Opeens – BANGG!!! – werd een van de toegangsdeuren tot de eetzaal met geweld open gestoten en drie kapers stormden naar binnen. Twee van hen posteerden zich bij de ingang, terwijl de derde, in wie Sylvia Aboe Hassan herkende, verder om de tafels heen liep en zijn blik door de zaal liet gaan.
‘Allahu akbar!’ riep hij luid.
‘Ladies and gentlemen!’ ging hij verder in het Engels. ‘De grote dag is aangebroken… De dag van de wraak en de vergelding!
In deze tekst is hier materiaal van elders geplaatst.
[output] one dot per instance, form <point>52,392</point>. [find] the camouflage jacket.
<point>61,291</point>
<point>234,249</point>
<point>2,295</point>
Fonteinen van vuur en bloed…. Strijdend tot de laatste man zullen wij het Paradijs binnengaan, en u zult tot uw laatste ogenblikken getuige mogen zijn van onze glorieuze Jihad! Prijs u gelukkig!’
Met twee handen hief hij zijn automatisch geweer in de lucht, en vuurde een paar schoten af, die twee plafondplaten vernielden en alle gijzelaars de stuipen op het lijf joegen.
Hij is krankzinnig, dacht Scott, en hij gaat ons als menselijk schild gebruiken. Ik heb een verkeerde keus gemaakt. Met afgrijzen keek hij naar Aboe Hassan, die met een brede grijns op zijn gezicht zijn toespraak hervatte:
‘Ja, prijs u gelukkig dat u dit mag meemaken, en met uw bloed bezegelen….’
Die laatste woorden gingen verloren in het zwaar dreunende geluid van een explosie die het hele schip doortrilde. Iedereen voelde het, en ogenblikkelijk brak er paniek uit: er werd gegild en gevloekt, links en rechts sprongen er nu mensen op en terwijl er in het wilde weg geschoten werd, doken anderen onder de tafels. Op handen en voeten probeerden ze gebruik te maken van de verwarring en weg te komen uit de eetzaal.
Wild om zich heen schietend sprong Aboe Hassan op een tafel. Hij lachte luid en kraaide van plezier, alsof hij zich eindelijk bevrijd voelde van een zware last.
‘Allahu akbar!’ riep hij, ‘Allahu akbar! Hahahaha! Allahu akbar!’